The best defense against him was foul trouble. He picked up his third foul three minutes into the second half and stayed on the floor to get his fourth a minute-and-a-half later while trying to receive a pass. But senior Evan Harris fouled out soon and freshman reserve Peter Swiatek, who played just four minutes in the Ivy season so far, had trouble against the impressive Quaker frontline, as he picked up four fouls in seven minutes. So Wright came back for good with just under 10 minutes left and played most of the rest of the game, with just a few breaks here and there.
“Not everything is going to go our way in the game,” he said. “Coach tells us all the time and next play we got to keep our head up. We knew we had to play smart but we also had to still play hard. I went in with my fourth foul and coach told me to play hard, play my game.”
The fifth foul never came and Wright got another bucket with a nice spin on Penn forward Cameron Lewis to pull his team within one at 53-52 with five minutes left.
NOT SO KILLER P
One of the most perplexing happenings in the league this season has been Penn’s play at home. The perennial Ivy contender has looked the part on the road, where it is 4-1, but at home, the Quakers are a surprising 0-4.

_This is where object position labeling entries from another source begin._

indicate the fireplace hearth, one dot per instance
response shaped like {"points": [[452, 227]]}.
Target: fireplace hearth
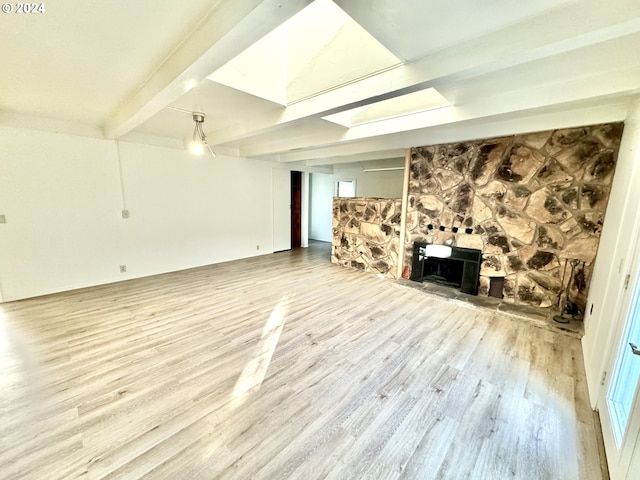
{"points": [[447, 265]]}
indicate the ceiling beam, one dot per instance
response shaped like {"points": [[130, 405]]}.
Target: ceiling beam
{"points": [[550, 34], [228, 28], [612, 109]]}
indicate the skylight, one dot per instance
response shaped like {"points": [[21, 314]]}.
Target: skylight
{"points": [[318, 50]]}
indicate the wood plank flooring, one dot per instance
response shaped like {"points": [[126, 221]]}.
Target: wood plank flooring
{"points": [[285, 366]]}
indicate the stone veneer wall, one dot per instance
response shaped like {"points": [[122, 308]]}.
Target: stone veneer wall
{"points": [[366, 234], [529, 202]]}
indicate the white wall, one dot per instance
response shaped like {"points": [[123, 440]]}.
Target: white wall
{"points": [[321, 206], [602, 326], [386, 184], [61, 196]]}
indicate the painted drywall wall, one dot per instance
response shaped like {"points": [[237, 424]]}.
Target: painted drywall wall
{"points": [[603, 326], [320, 205], [62, 199], [385, 184]]}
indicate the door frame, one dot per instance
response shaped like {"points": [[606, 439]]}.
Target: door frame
{"points": [[619, 458]]}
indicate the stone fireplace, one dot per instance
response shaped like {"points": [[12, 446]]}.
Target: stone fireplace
{"points": [[533, 204]]}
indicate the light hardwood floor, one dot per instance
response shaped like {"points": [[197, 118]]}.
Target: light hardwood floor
{"points": [[285, 366]]}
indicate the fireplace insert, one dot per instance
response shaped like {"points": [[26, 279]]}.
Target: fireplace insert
{"points": [[452, 266]]}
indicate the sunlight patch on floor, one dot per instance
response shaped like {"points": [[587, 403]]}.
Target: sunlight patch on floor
{"points": [[255, 370]]}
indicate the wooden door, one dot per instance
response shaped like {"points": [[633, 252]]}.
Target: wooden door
{"points": [[281, 210], [296, 209]]}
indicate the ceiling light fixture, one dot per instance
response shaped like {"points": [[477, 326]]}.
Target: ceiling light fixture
{"points": [[199, 138]]}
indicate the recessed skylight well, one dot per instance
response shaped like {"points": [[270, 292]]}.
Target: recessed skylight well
{"points": [[318, 50]]}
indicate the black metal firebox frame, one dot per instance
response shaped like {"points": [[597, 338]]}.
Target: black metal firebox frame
{"points": [[468, 257]]}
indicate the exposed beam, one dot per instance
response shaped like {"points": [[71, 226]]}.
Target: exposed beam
{"points": [[228, 28], [556, 32], [565, 115]]}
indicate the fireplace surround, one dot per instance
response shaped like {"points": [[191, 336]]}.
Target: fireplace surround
{"points": [[447, 265]]}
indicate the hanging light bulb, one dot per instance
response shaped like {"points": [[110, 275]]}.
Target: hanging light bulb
{"points": [[199, 138]]}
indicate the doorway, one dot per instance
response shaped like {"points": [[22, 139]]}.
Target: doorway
{"points": [[296, 209], [619, 402]]}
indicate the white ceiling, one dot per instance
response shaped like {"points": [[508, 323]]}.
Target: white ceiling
{"points": [[134, 71]]}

Two weeks ago, Penn was swept at home by Cornell and Columbia, the first time it lost both weekend games at home in the league since 1968. And yet it happened again the next time up, with Harvard’s victory coming on the heels of Dartmouth’s 69-59 win the night before. A sign of the Quaker’s former dominance over those two northern schools is that in the 51 previous weekends those teams took a trip down to Philadelphia, Penn had never lost both games. That has changed now and Quakers look set for a second-straight mediocre Ivy season after winning the championship the previous three years.
“I can’t get back tonight and I can’t get back last night,” Penn coach Glen Miller said. “It doesn’t do any good to dwell on it, you have to try and evaluate things and get better.”